How Much Down Payment Do You Need to Buy A Home
California is one of the most desirable and beautiful places to live in the U.S.A. With beaches, mountains, deserts, and forests, one can find an idyllic place to call home in the Golden State. If you're a first-time homebuyer looking to buy in Southern California, you'll want to start by determining how much you can afford. This article will share what you need to know about down payment and affordability.
Determining Your Down Payment
Your down payment is a significant factor affecting how much house you can afford in LA, Orange County, or Riverside County.
Ideally, you'll want to put down 20% of the home's total value as a down payment. However, if you can't afford a 20% down payment, there are alternatives you can try. Here are some of the most popular:
- Buy mortgage insurance. You may be able to get a fixed-rate conventional loan where you only put 3% down as long as you pay for PMI.
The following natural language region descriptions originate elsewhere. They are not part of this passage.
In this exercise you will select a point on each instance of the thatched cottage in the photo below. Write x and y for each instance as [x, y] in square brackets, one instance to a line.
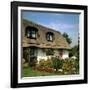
[43, 42]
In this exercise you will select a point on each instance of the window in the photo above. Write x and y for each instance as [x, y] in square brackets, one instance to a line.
[31, 32]
[49, 36]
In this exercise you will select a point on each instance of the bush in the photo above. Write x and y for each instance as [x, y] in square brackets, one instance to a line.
[56, 63]
[25, 65]
[70, 66]
[45, 63]
[33, 61]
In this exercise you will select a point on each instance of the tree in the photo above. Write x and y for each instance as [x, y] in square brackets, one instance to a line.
[68, 39]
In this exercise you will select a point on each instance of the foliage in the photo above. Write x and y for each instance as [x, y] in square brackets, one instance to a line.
[45, 63]
[74, 51]
[56, 63]
[33, 61]
[68, 39]
[26, 54]
[49, 51]
[70, 66]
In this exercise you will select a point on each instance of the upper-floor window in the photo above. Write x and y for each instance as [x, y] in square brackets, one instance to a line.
[49, 36]
[31, 32]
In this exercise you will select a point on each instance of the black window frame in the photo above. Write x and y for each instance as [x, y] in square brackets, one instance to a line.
[29, 30]
[48, 34]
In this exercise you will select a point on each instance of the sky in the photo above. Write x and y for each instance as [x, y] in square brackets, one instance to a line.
[62, 22]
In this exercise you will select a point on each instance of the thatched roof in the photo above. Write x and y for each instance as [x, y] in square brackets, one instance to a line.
[41, 41]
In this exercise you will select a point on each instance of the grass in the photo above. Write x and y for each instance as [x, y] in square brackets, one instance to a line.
[29, 72]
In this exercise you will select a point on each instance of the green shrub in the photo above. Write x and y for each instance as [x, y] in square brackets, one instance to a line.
[70, 66]
[33, 61]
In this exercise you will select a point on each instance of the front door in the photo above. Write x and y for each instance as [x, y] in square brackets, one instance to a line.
[33, 56]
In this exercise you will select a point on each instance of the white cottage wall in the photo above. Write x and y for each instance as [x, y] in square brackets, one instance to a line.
[41, 55]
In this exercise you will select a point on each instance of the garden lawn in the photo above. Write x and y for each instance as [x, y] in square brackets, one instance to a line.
[29, 72]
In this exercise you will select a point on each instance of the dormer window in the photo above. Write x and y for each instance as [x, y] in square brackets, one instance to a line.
[31, 32]
[49, 36]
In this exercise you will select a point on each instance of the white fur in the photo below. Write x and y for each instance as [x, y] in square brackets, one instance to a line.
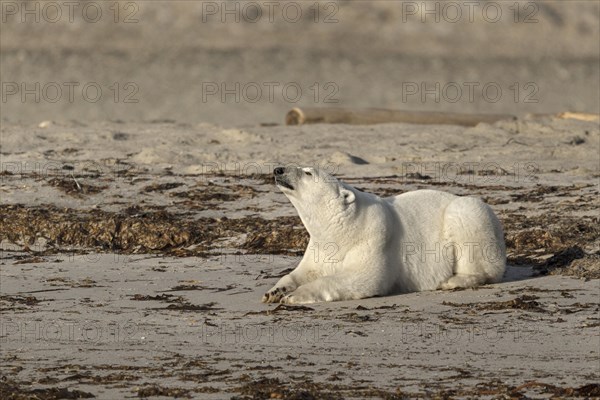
[362, 245]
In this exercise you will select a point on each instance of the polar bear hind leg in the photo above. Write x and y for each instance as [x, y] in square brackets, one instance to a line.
[477, 240]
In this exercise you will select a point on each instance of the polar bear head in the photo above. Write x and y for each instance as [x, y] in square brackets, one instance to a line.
[323, 203]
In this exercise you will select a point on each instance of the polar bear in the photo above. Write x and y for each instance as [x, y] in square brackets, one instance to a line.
[362, 245]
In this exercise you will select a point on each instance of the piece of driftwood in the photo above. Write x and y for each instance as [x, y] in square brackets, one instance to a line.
[579, 116]
[368, 116]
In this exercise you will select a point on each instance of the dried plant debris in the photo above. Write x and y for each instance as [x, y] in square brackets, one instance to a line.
[279, 236]
[554, 244]
[12, 390]
[210, 195]
[17, 302]
[74, 187]
[161, 187]
[551, 242]
[523, 302]
[156, 390]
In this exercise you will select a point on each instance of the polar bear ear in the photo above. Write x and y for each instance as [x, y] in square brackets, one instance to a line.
[348, 196]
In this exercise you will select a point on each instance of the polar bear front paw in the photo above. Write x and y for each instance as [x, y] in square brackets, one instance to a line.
[275, 295]
[300, 296]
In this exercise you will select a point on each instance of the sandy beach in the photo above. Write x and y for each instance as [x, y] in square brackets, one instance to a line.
[134, 263]
[140, 225]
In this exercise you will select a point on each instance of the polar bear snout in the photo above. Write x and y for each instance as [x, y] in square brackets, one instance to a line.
[282, 178]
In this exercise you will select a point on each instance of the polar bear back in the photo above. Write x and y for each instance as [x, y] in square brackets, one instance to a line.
[420, 241]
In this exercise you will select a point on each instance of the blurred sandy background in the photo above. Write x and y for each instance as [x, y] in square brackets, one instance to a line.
[169, 56]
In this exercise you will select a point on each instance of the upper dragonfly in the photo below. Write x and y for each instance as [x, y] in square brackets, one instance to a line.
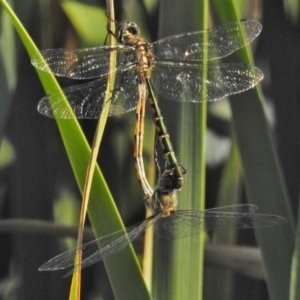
[173, 66]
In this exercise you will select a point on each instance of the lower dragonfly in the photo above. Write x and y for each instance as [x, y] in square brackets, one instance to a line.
[166, 219]
[168, 222]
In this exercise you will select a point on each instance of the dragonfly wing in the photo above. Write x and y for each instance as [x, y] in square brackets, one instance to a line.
[184, 223]
[98, 249]
[182, 82]
[236, 208]
[86, 100]
[219, 42]
[83, 63]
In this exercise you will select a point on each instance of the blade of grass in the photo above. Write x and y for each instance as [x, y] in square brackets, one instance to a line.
[123, 270]
[263, 179]
[76, 280]
[228, 194]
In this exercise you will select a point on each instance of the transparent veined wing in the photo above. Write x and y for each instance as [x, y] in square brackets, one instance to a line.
[98, 249]
[182, 82]
[184, 223]
[219, 42]
[87, 100]
[86, 63]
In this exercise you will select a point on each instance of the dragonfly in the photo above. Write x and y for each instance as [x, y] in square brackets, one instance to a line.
[168, 223]
[171, 67]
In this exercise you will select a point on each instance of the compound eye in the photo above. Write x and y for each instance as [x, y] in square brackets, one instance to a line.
[125, 27]
[133, 28]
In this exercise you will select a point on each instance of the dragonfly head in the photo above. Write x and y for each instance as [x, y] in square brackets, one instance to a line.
[162, 200]
[126, 29]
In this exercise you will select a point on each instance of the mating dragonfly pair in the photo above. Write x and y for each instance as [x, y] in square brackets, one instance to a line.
[173, 67]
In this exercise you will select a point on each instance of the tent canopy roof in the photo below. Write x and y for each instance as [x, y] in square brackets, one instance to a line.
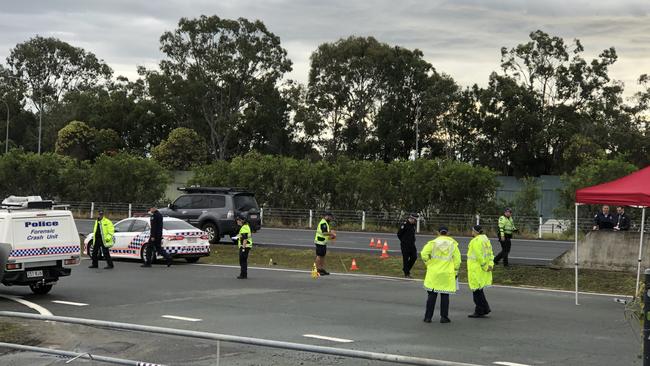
[631, 190]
- If you're a veteran or active member of the military, apply for a Veteran Home loan. A VA loan provides loans with 0% down.
- Apply for a federally-backed loan such as an FHA loan. The FHA grants borrowers lower-rate mortgages with as little as 3.5% down.
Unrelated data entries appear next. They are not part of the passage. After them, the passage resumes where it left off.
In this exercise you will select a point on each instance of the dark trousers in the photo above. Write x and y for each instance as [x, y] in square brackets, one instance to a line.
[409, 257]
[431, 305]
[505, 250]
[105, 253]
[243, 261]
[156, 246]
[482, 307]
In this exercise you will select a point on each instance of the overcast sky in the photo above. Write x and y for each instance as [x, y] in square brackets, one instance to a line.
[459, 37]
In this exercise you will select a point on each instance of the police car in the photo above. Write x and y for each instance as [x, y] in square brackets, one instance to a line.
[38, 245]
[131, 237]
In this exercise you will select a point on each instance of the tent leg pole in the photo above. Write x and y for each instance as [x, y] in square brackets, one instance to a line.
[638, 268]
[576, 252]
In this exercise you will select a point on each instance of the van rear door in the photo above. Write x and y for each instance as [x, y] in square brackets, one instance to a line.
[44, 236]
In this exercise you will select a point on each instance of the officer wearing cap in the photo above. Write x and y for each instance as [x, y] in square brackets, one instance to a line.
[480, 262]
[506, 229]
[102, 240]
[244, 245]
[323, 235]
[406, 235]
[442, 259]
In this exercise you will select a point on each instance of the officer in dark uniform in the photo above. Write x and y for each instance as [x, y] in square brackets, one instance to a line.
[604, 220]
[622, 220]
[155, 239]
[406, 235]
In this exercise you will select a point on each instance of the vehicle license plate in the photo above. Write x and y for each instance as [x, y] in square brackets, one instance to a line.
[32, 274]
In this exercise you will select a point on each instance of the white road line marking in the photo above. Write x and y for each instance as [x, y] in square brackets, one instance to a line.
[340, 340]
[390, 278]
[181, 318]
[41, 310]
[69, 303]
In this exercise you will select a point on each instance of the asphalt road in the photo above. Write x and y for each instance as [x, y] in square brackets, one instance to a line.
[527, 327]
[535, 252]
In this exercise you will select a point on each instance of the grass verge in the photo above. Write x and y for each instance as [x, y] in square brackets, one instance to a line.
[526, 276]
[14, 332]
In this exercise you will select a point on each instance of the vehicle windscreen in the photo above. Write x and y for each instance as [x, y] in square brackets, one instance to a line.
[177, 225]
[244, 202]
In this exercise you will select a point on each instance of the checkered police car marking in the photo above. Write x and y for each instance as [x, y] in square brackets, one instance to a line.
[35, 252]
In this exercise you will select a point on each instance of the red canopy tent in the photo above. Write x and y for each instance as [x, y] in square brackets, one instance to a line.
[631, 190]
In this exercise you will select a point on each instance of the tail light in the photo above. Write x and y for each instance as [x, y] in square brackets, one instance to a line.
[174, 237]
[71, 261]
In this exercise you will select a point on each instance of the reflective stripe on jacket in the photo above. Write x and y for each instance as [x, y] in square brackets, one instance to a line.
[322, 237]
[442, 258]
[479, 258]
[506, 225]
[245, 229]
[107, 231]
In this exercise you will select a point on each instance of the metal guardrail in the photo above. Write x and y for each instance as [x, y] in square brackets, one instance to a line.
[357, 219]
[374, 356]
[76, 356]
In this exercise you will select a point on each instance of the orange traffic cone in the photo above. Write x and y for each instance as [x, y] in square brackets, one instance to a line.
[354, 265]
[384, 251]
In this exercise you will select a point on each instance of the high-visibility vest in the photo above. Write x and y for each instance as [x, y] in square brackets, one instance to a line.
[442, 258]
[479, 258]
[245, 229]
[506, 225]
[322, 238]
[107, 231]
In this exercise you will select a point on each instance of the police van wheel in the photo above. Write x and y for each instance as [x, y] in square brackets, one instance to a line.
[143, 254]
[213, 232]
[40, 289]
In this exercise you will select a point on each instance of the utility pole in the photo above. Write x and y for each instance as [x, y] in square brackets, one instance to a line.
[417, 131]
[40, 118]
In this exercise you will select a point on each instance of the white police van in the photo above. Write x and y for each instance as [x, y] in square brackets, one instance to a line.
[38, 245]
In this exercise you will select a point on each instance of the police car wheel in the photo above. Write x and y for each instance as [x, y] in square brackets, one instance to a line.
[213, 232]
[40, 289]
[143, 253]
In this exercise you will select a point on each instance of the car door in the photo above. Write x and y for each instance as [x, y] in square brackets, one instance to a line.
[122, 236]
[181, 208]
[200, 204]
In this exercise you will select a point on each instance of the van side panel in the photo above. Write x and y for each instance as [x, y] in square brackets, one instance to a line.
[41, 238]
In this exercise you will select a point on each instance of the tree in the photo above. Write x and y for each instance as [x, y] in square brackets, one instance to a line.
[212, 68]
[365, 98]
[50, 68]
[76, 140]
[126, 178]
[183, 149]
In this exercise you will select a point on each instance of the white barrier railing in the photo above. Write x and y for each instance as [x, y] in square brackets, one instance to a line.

Want to crunch the numbers? Che out our Rancho Vista Mortgage down payment calculator. This nifty tool helps you to calculate your payments --including taxes-- to help you determine how much home you can buy.
You'll reap the benefits if you can afford to put 20% down!
A 20% down payment is generally seen as the ideal down payment amount by most lenders and loan types. Here are some of the perks of putting down 20%.
Lower Interest Rates
Because of your higher down payment, you'll relieve some of the financial risks to lenders. In that case, you'll get access to lower interest rates.
Eliminate Private Mortgage Insurance
For the same reason mentioned above, putting 20% down means you won't be required to pay for private mortgage insurance. This can Lower your monthly mortgage payment substantially.
Lower Monthly Payments
When you have a larger down payment, less money will be borrowed for your mortgage loan. Borrowing less means that your monthly mortgage payments will be less too.
Conclusion
There are numerous benefits to putting down 20% as a first-time homebuyer for your California home, but if that's too much, you can always turn to low-down payment loans like an FHA loan or a zero-down loan from the VA.